This module allows you to analyze existing cross correlation between Kraken Ethereum USD and HitBTC Ethereum USD. You can compare the effects of market volatilities on Kraken Ethereum and HitBTC Ethereum and check how they will diversify away market risk if combined in the same portfolio for a given time horizon. You can also utilize pair trading strategies of matching a long position in Kraken Ethereum with a short position of HitBTC Ethereum. See also your portfolio center. Please also check ongoing floating volatility patterns of Kraken Ethereum and HitBTC Ethereum.

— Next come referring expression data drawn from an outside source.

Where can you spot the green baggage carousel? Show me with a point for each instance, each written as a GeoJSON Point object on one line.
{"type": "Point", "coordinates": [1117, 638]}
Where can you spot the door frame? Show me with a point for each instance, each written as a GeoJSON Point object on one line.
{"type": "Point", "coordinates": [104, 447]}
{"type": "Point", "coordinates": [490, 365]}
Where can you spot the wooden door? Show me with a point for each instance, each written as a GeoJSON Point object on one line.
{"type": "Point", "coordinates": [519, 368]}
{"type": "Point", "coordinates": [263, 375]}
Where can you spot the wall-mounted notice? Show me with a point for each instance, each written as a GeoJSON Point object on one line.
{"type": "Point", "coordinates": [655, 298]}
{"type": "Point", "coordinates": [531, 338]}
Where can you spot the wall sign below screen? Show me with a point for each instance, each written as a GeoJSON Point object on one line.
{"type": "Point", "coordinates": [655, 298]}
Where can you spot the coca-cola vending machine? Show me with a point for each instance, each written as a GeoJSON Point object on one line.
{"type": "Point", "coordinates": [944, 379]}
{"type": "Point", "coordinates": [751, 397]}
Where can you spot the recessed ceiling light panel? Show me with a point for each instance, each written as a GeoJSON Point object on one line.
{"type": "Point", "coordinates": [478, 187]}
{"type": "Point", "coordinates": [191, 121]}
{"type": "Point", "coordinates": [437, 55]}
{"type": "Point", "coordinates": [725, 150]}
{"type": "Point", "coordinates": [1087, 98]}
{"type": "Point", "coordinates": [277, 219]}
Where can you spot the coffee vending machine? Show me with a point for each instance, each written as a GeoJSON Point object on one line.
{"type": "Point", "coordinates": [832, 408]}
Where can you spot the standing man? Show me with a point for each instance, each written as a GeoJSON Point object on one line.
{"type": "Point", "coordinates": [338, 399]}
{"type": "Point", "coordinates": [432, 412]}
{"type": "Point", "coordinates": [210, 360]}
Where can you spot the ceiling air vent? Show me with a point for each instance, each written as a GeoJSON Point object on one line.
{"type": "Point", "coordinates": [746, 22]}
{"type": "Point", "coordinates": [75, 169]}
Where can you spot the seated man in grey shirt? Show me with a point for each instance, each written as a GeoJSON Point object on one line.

Assuming 30 trading days horizon, Kraken Ethereum USD is expected to generate 1.13 times more return on investment than HitBTC Ethereum. However, Kraken Ethereum is 1.13 times more volatile than HitBTC Ethereum USD. It trades about -0.07 of its potential returns per unit of risk. HitBTC Ethereum USD is currently generating about -0.08 per unit of risk. If you would invest 87,031 in Kraken Ethereum USD on March 27, 2018 and sell it today you would lose (23,682) from holding Kraken Ethereum USD or give up 27.21% of portfolio value over 30 days.
Pair Corralation between Kraken Ethereum and HitBTC Ethereum
Overlapping area represents the amount of risk that can be diversified away by holding Kraken Ethereum USD and HitBTC Ethereum USD in the same portfolio assuming nothing else is changed. The correlation between historical prices or returns on HitBTC Ethereum USD and Kraken Ethereum is a relative statistical measure of the degree to which these equity instruments tend to move together. The correlation coefficient measures the extent to which returns on Kraken Ethereum USD are associated (or correlated) with HitBTC Ethereum. Values of the correlation coefficient range from -1 to +1, where. The correlation of zero (0) is possible when the price movement of HitBTC Ethereum USD has no effect on the direction of Kraken Ethereum i.e. Kraken Ethereum and HitBTC Ethereum go up and down completely randomly.